Este desplazamiento surge del diámetro del cilindro y de la cantidad de recorrido que haga el pistón entre los puntos muertos inferior y superior. 

La fórmula de la cilindrada es muy fácil. Se toman esas dos medidas con el pistón de cualquiera de los cilindros en el punto muerto inferior y regresamos a las clases de geometría del colegio que nos dicen que el volumen de un cilindro se obtiene multiplicando el área de la base por la altura de las paredes, que es el recorrido que hará el pistón.
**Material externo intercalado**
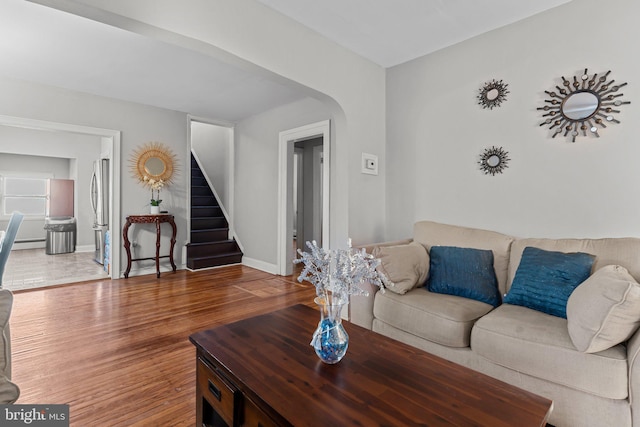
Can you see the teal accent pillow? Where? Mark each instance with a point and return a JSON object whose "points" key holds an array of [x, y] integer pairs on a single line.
{"points": [[465, 272], [545, 279]]}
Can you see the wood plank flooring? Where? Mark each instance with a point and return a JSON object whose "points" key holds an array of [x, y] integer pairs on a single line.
{"points": [[117, 351]]}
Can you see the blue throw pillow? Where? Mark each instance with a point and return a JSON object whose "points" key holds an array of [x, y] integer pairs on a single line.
{"points": [[545, 279], [465, 272]]}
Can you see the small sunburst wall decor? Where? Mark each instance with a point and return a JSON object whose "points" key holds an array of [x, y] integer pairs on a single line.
{"points": [[492, 94], [585, 104], [153, 160], [494, 160]]}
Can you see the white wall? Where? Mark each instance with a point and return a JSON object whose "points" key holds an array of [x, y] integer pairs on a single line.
{"points": [[256, 179], [39, 151], [436, 130], [139, 124], [249, 34]]}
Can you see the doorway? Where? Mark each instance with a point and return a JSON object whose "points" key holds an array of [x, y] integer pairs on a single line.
{"points": [[307, 192], [110, 147], [312, 198]]}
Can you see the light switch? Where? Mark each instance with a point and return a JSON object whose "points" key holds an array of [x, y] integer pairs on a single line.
{"points": [[369, 164]]}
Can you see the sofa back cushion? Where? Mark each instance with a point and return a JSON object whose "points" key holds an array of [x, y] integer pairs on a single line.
{"points": [[430, 234], [624, 251]]}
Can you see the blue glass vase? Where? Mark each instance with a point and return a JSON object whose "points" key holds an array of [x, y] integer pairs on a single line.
{"points": [[330, 340]]}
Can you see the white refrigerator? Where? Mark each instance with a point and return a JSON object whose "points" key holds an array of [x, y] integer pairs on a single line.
{"points": [[100, 206]]}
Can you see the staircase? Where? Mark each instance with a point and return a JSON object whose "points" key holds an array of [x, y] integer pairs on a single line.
{"points": [[210, 244]]}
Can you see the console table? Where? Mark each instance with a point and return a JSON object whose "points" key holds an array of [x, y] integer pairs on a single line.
{"points": [[149, 219]]}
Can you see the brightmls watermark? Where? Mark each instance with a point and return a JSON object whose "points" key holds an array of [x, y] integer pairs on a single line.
{"points": [[34, 415]]}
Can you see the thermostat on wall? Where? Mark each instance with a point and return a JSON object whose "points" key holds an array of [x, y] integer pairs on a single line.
{"points": [[369, 164]]}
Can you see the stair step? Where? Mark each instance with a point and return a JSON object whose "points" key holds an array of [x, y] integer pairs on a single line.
{"points": [[198, 180], [207, 223], [201, 190], [209, 235], [214, 261], [203, 201], [205, 249], [205, 211]]}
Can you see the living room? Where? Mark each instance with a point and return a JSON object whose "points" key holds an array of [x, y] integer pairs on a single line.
{"points": [[421, 118]]}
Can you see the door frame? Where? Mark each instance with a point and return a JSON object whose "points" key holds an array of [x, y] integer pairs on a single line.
{"points": [[287, 139]]}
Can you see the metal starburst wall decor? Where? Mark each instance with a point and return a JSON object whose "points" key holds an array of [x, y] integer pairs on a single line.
{"points": [[494, 160], [582, 107], [492, 94]]}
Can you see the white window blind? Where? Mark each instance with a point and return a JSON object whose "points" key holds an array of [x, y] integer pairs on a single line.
{"points": [[24, 194]]}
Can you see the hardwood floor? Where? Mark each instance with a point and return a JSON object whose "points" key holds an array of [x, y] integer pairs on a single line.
{"points": [[117, 351]]}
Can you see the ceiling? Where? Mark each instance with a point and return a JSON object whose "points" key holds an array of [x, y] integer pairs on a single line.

Luego ese resultado lo multiplicamos por la cantidad de cilindros de la máquina y da la capacidad total que solemos manejar.

Esas dos medidas provienen de largos cálculos y estudios para definir la proporción entre el tamaño del pistón y su carrera con varias consideraciones. Una es el recorrido que, mientras más largo, produce más palanca o torque sobre el cigüeñal, pero la máquina es menos feliz a altas revoluciones. 

En cuanto al tamaño del pistón, mientras más grande sea su diámetro, hay más área para el empuje de la combustión y es más alegre al girar a altas revoluciones. 

Sin embargo, no podemos jugar con los extremos porque si el recorrido es muy largo y vamos a muchas revoluciones la velocidad lineal del pistón puede ser tan alta que este se destruye. La razón es que el pistón es una pieza que trabaja bajo enorme estrés porque en ese recorrido pasa momentáneamente por velocidad cero, es decir, se detiene unos microsegundos cuando está arriba y cuando pasa por el punto inferior. Esas aceleraciones y paradas son muy bruscas y suceden en cada giro del motor. Por ejemplo, a 3.000 rpm lo hace 50 veces ¡cada segundo!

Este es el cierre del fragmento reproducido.